Non rispetta la scaletta e inizia dal cellulare, un vecchio modello dallo schermo verde. Apre il menù sul registro chiamate e controlla chi ha contattato o tentato di contattare Filippo recentemente. Il telefono però non è in grado di fornire l’ora della chiamata effettuata. Appare:

– barba-Michele
– Angel:p
– Mastro birraio
– barba-Michele
– Alberto
Seguono poi altri numeri di cui non riconosce né il nome né il soprannome dei relativi proprietari.

Prova un momentaneo senso di tristezza nel ricordare il semplice e un po’ volgare umorismo di Filippo, che una strana teatralità nelle discussioni serie accompagnava ovunque andasse. Sorride nel vedere, salvato in memoria, il numero di una birreria e di seguito quello di Alberto, un compagno di bevute dal quale non ci si poteva mai aspettare nulla di buono.

Ma non appena capisce che Angel, seguito dalla linguaccia è Angela, si rende conto che è accaduto qualcosa di cui non sapeva nulla. Quei due non si parlavano quasi mai, più che altro per la strana repulsione che le donne in generale provavano per Filippo.

Questo poteva solo significare che Filippo aveva fatto uno scoop. Angela era la giornalista della compagnia, o almeno cercava di esserlo; le risultava difficile trovare un impiego senza una spinta politica e quindi sfruttava la sua vicinanza alle tragedie giovanili per vendere i suoi articoli al primo giornale che li accettava.

Naturalmente quella chiamata poteva anche significare che Angela non era stata abbastanza dura con Filippo, quando gli aveva spiegato che non poteva esserci nulla tra loro due.
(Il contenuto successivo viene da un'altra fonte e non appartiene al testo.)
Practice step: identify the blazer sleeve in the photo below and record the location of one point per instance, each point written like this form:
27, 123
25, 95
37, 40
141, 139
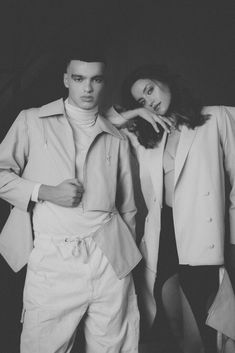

Ma questa era acqua passata, qualcosa di remoto. Angela non si fa fraintendere. E Filippo era pur sempre Filippo. L’ultimo numero risulta proprio il suo, di lui, Michele. Pur non essendo sicuro del fatto che fosse stato proprio lui a chiamarlo quella mattina, questa coincidenza gli risulta un duro colpo.

Le chiamate in entrata invece sono poche, forse perché quelle non registrate provengono da numeri privati:
– barba-Michele
– Mamma
– Papà
– Casa vecchi
– barba-Michele
– Alberto
Si sente ancora rattristare da quella monotonia nella vita del povero amico e gli salta in mente che sarà poi il caso di andare a trovare i suoi genitori, per portare loro le sue condoglianze.

In questa lista risulta, però, anche l’ora delle chiamate: tutte risalgono al giorno precedente che, a causa dell’amnesia, è praticamente inesistente per Michele. Le riporta comunque sul block-notes per sicurezza. Ora deve controllare le impostazioni per visualizzare il numero relativo ai destinatari delle chiamate. Con un po’ di fatica le trova.

Appare il suo numero.

Michele soffoca, o almeno questa è la sensazione che prova. Si riprende. Pensare che Filippo l’aveva chiamato per chiedere aiuto e che lui non era stato in grado di alzarsi e trovare il telefono in tempo per rispondergli, gli faceva uno strano effetto. Pensa che, dopo tutto, non è così sicuro che fosse riuscito a chiamarlo. Magari gli serviva oscurare il numero per fare uno scherzo ad Angela…Niente da fare. La sua mente ora è entrata in un circolo vizioso di sensi di colpa e, per uscirne, deve fare qualcos’altro, occupare la mente altrove. E indagare ulteriormente poteva essere l’ideale.

Dopo tutto quella busta gialla sembrava contenere molti fogli che avrebbero saputo costringerlo al tavolo per un’attenta e dettagliata lettura. Aprendola e svuotandola, con un solo movimento s’impossessa delle carte. Almeno quaranta fogli A4 scritti fitti fitti da controllare.

L’ironia gli viene in aiuto: “Buon lavoro Michele”.